According to the Securities and Exchange Commission has issued the Corporate Governance Code for listed companies 2017 (CG Code) to encourage the board to apply Principles that are suitable for the business context of the Company, the Board of Directors has reviewed and implemented the oversight as follows: 1) assisting in determining the key objectives or goals aimed at creating the value of the business sustainably 2) as a guideline to support can achieve objectives or goals and 3) as a guideline for monitoring and evaluating the performance of the management and disclose operating results to stakeholders, aligned with the 8 Principles, as shown the table below;

UT Board’s oversight

SEC CG Code

Assisting in determining the key objectives or goals aimed at creating the value of the business sustainably

Principle 1: Establish Clear Leadership Role and Responsibilities of the Board

Principle 2: Define Objectives that Promote Sustainable Value Creation                 

As a guideline to support can achieve objectives or goals

Principle 3: Strengthen Board Effectiveness

Principle 4: Ensure Effective CEO and People Management

Principle 5: Nurture Innovation and Responsible Business

As a guideline for monitoring and evaluating the performance of the management and disclose operating results to stakeholders

Principle 6: Strengthen Effective Risk Management and Internal Control

Principle 7: Ensure Disclosure and Financial Integrity

Principle 8: Ensure Engagement and Communication with Shareholders

 

Practices that divert from CG Code

  • The chairman of the board is not an independent director (guideline 3.2.1) but is independent in the role of the chairman.

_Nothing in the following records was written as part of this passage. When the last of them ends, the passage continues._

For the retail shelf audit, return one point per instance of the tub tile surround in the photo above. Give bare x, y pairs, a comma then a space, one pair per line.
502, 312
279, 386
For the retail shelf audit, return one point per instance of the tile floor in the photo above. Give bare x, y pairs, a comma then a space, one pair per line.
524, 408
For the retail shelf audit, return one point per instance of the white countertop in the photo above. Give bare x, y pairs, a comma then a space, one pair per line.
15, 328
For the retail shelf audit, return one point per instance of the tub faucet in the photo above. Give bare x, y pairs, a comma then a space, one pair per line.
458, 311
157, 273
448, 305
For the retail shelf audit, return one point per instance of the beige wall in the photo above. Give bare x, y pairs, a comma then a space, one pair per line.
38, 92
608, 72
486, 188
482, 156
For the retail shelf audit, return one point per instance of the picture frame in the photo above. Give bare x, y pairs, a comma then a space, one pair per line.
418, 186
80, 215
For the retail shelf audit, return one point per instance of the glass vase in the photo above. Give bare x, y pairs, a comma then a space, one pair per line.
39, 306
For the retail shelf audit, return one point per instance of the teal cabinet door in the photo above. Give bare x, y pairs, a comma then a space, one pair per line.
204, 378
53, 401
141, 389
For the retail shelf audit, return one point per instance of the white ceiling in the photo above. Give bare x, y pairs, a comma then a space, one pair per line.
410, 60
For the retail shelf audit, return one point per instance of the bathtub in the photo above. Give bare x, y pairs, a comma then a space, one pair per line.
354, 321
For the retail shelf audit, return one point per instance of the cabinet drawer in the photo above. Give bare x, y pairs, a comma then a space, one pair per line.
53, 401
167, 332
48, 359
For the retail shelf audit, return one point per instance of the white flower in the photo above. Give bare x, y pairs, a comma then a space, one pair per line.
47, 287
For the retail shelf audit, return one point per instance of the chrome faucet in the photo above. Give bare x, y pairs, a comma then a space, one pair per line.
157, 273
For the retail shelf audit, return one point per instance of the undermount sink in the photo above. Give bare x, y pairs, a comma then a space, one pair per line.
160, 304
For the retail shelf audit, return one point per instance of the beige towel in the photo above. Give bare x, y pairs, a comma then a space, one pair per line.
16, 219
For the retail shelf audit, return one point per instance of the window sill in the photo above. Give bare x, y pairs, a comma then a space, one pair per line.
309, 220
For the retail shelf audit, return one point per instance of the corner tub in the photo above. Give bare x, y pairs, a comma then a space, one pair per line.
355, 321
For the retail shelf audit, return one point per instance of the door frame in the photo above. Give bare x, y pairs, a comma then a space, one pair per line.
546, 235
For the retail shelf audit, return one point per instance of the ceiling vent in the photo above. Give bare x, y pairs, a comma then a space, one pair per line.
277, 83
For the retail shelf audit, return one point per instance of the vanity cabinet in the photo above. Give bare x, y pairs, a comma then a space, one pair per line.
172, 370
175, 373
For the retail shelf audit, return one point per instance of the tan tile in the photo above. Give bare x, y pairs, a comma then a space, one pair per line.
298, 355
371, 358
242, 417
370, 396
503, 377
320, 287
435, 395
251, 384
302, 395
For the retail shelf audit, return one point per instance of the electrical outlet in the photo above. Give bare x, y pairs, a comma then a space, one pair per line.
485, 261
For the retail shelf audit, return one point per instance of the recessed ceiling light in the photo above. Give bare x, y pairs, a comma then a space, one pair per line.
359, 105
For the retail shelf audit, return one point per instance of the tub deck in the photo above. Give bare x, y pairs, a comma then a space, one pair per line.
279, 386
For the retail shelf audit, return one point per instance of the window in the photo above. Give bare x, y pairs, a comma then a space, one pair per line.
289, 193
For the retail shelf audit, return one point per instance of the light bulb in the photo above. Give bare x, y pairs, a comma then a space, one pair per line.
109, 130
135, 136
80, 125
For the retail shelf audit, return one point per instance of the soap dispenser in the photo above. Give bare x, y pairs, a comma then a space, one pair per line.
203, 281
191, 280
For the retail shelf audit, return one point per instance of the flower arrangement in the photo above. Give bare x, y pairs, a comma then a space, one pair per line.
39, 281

Be the leader of the committee to supervise and promote the operation of the committee that is conducive to independent judgment.
  • The company does not set a policy for independent directors to hold office for a period of not more than 9 years from the date of being appointed to be the first independent director (Guideline 3.2.5), but the Company has set retirement policy of the board.
  • The company does not set the criteria for limiting the number of director positions in other companies (Guidelines 3.5.2) because there is some limitations of knowledge and expertise in the nature and types of textile business, as the directors have demonstrated that they can perform their duties effectively, achieving according to the Principle 3.5: The board should ensure that all directors are properly accountable for their duties, responsibilities and (in-) actions, and allocate sufficient time to discharge their duties and responsibilities effectively.